Once joined back to your original data, you can use those values to generate a scatter plot of the risks and upper and lower confidence limits, plotted against a predictor variable.

Run a model and predict

Remember that in the section on predict.lm(), we used the following code to run a model, generate predictions and confidence intervals, and then join those values back to our original data:

model <- lm(weight ~ height, data = regdat)

model_predictions <- predict.lm(model, interval = "confidence")

regdat <- cbind(regdat, model_predictions)

Plot predictions

We can use those values to plot our predictions (and their confidence intervals) against the primary predictor variable of interest (in this case, height).

First, let’s just plot our predictions

p1 <- ggplot(data = regdat, aes(x = height, y = fit)) +
  geom_line() +
  geom_point()
p1

We can add a confidence interval using the {ggplot2} function geom_ribbon().

p1 + geom_ribbon(aes(ymin = lwr, ymax = upr), alpha = 0.2, fill = "blue")

The Likelihood Ratio Test (LRT)

In general, the LRT can be used to determine whether a larger model with extra variable(s) fits the data better than a smaller model without the extra variable(s) (e.g., 2 models with and without an interaction term or 2 models with and without age as a term).

Specifically, the LRT statistic tests the null hypothesis that a larger model maximizes the likelihood of the observed data no better than a reduced model that includes fewer covariates.

Critical point – the models must be strictly comparable, so

In this section of the lab, we will use the LRT to determine whether a model that allows effect estimates to vary across covariate strata (heterogeneity) fits the data better than a model that assumes a constant RD, RR or OR (homogeneity or constancy).

Calculate manually

The likelihood ratio test statistic is 2X the difference between the log likelihoods of (the reduced model minus the full model):

\[ \begin{eqnarray} LRT\ Statistic &=& (-2*LogLikelihood(reduced\_model)) - (-2*LogLikelihood(full\_model)) \\ &=& (Deviance(reduced\_model) - (Deviance(full\_model)) \end{eqnarray} \]

The LRT statistic is distributed as a Chi-square with degrees of freedom:

\[ df = k_{full\ model} - k_{reduced\ model} \]

Where k is the number of variables in the model.

Extract log-likelihood from model:

If you’re curious, you can run this calculation in R. To do this, we need to first extract the log likelihood from each of our models.

You can do this with the command logLik():

logLik(model)

The output of logLik() can then be plugged into the equation above.

Calculate in R with lrtest()

You can use the lrtest() command from the package {lmtest} to perform a likelihood ratio test comparing the two models.

If they aren’t already stored in the R environment, run your full model and reduced model and assign them a variable name.
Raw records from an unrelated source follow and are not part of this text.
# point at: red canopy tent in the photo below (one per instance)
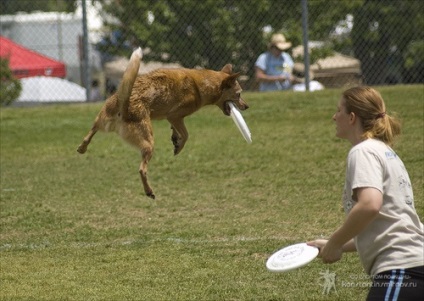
(27, 63)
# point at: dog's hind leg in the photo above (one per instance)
(82, 148)
(141, 136)
(179, 134)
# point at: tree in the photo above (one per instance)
(386, 34)
(211, 33)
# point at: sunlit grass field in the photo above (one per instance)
(78, 227)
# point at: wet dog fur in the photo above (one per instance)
(170, 94)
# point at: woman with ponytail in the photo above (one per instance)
(381, 222)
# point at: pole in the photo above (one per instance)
(86, 67)
(305, 41)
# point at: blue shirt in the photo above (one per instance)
(272, 65)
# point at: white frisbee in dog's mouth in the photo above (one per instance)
(240, 123)
(291, 257)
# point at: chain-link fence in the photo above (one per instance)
(350, 42)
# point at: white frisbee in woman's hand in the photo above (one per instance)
(239, 121)
(291, 257)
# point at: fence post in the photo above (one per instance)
(305, 41)
(86, 66)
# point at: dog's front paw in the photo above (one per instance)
(82, 148)
(151, 195)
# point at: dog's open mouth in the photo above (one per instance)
(227, 108)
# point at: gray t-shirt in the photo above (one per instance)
(395, 239)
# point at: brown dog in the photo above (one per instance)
(170, 94)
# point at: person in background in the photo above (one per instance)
(95, 91)
(273, 68)
(381, 222)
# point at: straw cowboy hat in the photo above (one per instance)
(278, 40)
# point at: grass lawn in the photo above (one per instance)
(78, 227)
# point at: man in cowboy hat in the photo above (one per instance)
(274, 67)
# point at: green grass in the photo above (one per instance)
(78, 227)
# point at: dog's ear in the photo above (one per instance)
(230, 80)
(227, 69)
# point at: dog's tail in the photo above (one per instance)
(125, 88)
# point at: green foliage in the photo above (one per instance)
(14, 6)
(382, 33)
(212, 33)
(78, 227)
(10, 86)
(414, 62)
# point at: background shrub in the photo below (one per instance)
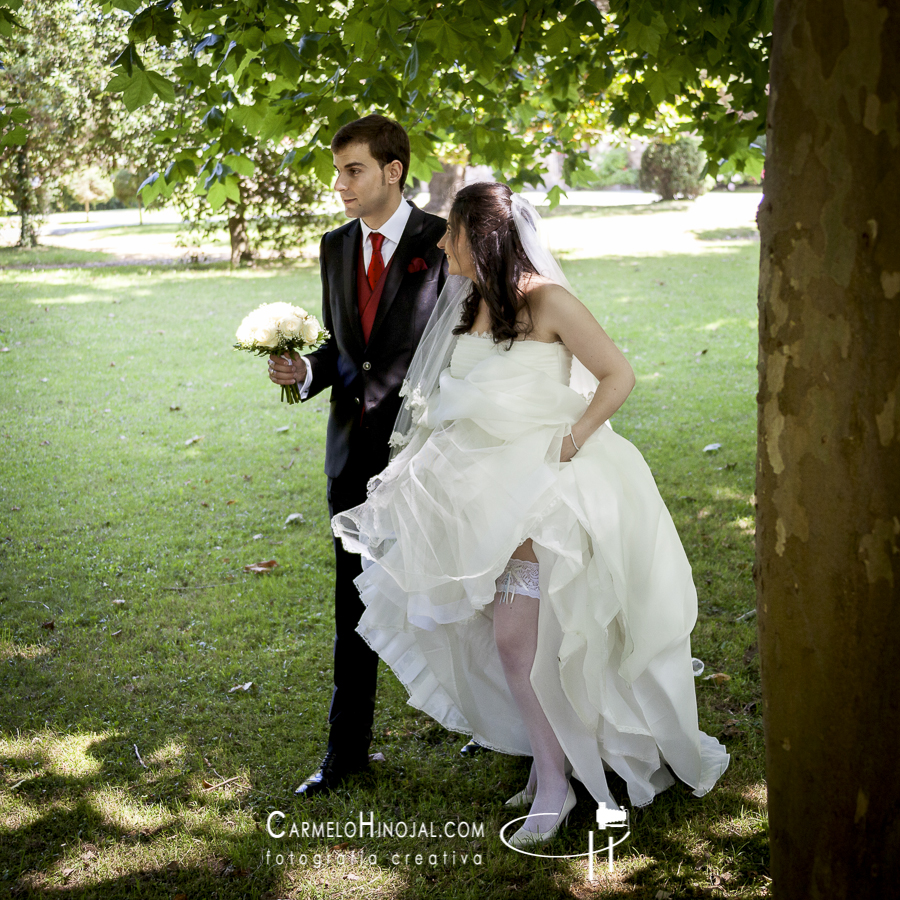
(673, 169)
For example:

lm_reduced <- glm(preterm ~ smoker + pnc, data = kenya, family = "binomial"(link = "identity"))

lm_full <- glm(preterm ~ smoker + pnc + smoker*pnc, data = kenya, family = "binomial"(link = "identity"))
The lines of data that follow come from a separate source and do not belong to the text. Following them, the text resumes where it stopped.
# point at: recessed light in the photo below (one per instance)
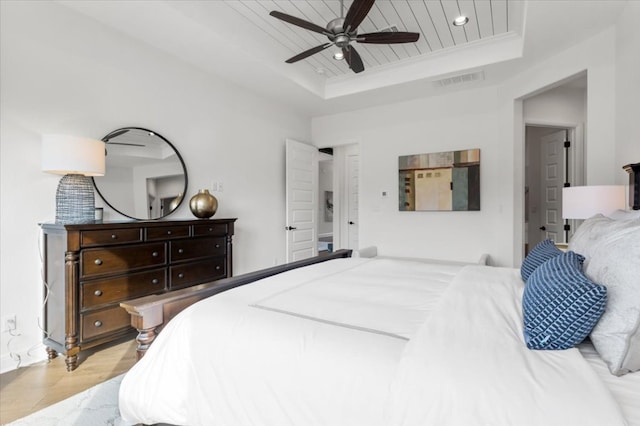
(460, 21)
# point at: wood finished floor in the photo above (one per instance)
(29, 389)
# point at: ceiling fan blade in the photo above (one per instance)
(126, 144)
(356, 13)
(388, 37)
(308, 53)
(114, 134)
(299, 22)
(353, 59)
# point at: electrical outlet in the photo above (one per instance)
(9, 322)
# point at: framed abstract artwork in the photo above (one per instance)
(440, 181)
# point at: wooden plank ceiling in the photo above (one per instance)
(431, 18)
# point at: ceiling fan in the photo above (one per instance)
(342, 31)
(115, 134)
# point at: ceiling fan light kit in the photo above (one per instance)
(342, 31)
(460, 21)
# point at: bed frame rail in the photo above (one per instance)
(150, 313)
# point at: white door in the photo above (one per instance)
(352, 173)
(552, 182)
(301, 200)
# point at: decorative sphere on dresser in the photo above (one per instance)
(203, 205)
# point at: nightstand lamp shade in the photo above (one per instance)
(583, 202)
(75, 158)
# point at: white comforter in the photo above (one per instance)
(362, 342)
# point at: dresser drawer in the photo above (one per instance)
(165, 232)
(94, 262)
(96, 324)
(196, 248)
(217, 229)
(111, 290)
(110, 236)
(197, 272)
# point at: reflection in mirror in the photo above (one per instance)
(145, 175)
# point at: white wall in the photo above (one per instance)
(463, 120)
(491, 119)
(627, 89)
(63, 73)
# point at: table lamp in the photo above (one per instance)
(583, 202)
(75, 158)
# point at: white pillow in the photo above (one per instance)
(613, 260)
(588, 235)
(625, 214)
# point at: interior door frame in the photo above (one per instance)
(294, 235)
(340, 200)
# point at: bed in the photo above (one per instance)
(372, 341)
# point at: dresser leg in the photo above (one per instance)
(51, 353)
(144, 339)
(72, 362)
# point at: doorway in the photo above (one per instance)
(547, 170)
(325, 201)
(321, 216)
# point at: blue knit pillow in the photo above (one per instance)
(560, 304)
(541, 253)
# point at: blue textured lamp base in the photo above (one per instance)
(75, 200)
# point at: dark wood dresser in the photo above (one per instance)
(90, 268)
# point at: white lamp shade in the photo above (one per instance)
(583, 202)
(62, 154)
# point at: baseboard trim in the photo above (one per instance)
(27, 357)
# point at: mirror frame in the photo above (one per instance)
(184, 168)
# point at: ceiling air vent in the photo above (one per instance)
(459, 79)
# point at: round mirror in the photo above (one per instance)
(145, 175)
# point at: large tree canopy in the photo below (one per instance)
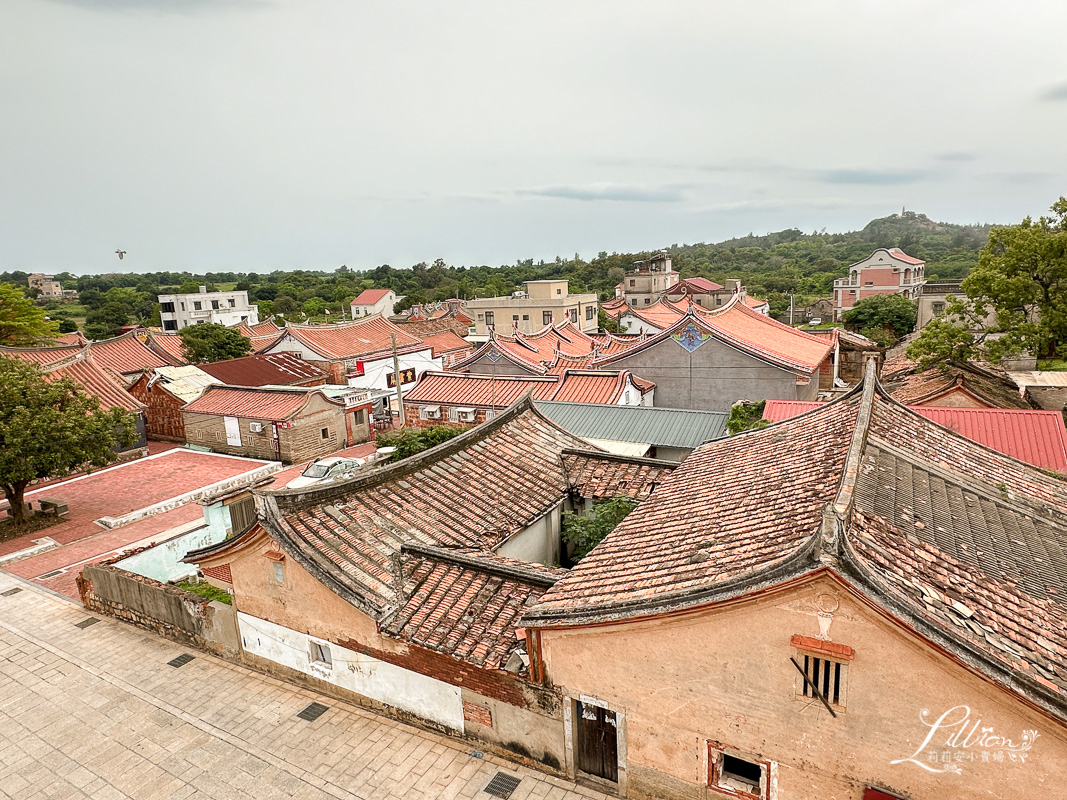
(1022, 278)
(212, 342)
(21, 322)
(49, 428)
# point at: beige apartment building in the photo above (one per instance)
(542, 303)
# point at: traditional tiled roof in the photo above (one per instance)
(426, 328)
(170, 344)
(477, 390)
(42, 355)
(497, 392)
(186, 383)
(695, 286)
(276, 369)
(446, 341)
(466, 604)
(361, 338)
(641, 424)
(1037, 437)
(746, 330)
(127, 354)
(964, 545)
(124, 355)
(986, 383)
(83, 370)
(599, 476)
(596, 386)
(498, 478)
(255, 402)
(369, 297)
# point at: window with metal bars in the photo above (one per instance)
(824, 674)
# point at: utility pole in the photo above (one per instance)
(396, 372)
Then perform the likelihood ratio test by plugging both models into the command:

lrtest(lm_reduced, lm_full)

Categorical vs. Continuous Coding

Some exposure variables may be either analyzed as continuous or categorized according to:

The least restrictive way to model continuous variables would be to estimate separate risks for each value (e.g. each year of maternal age). However, this approach would yield highly imprecise estimates and is not recommended.